Un trait important de l'humanité est son usage d'un langage élaboré. L'importance du langage pour comprendre tout phénomène humain, et en particulier les difficultés de conception d'un système d'information, n'échappera à personne. Il y a peu prévalait encore l'idée que le langage était l'apanage exclusif de l'homme.Encore plus récemment son apparition était datée de l'apparition d'Homo sapiens, il y a à peu près 100 000 ans. Les paléo-anthropologues envisagent maintenant des hypothèses d'apparition beaucoup plus précoce du langage. Les primatologues et les éthologues ne cessent de mettre en évidence des compétences langagières de plus en plus élevées chez les singes et chez d'autres mammifères, pratiques qui dépassent largement les signaux qu'échangent les insectes collectifs et d'autres animaux. La question de l'hominisation, empêtrée dans la biologie, cède alors la place à celle de[116][88][80] l'anthropogenèse1.

L'acquisition par l'homme du langage et du pouvoir considérable qu'il confère par la combinaison infinie des symboles et les innovations qui peuvent en découler n'allait pas sans danger.

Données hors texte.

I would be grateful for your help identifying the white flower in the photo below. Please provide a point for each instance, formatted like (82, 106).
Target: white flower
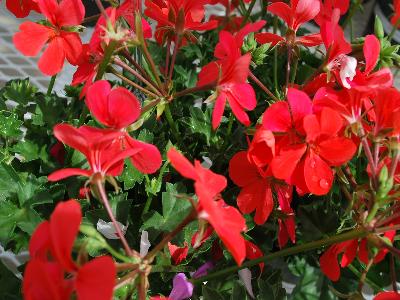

Dans les conditions de la vie préhistorique, la cohésion sans faille des groupes humains était un impératif vital. L'homme est un animal social dont chaque comportement est dirigé par le besoin de l'autre : l'irruption du langage mettait en danger ce lien social et rendait nécessaire l'invention de moyens nouveaux, langagiers, en fait, pour assurer que chaque membre du groupe utilise les mêmes combinaisons de signes pour exprimer les mêmes réactions aux mêmes phénomènes, et que l'élaboration symbolique ne crée pas de conflits ou de scissions, bref assurer l'unanimité du groupe autour de symboles communs combinés selon des conventions[40, 41][62] partagées2. C'est pourquoi le conformisme, qui nous apparaît aujourd'hui plutôt comme un défaut, a été pendant la plus grande part de l'histoire de l'humanité une règle de comportement vitale.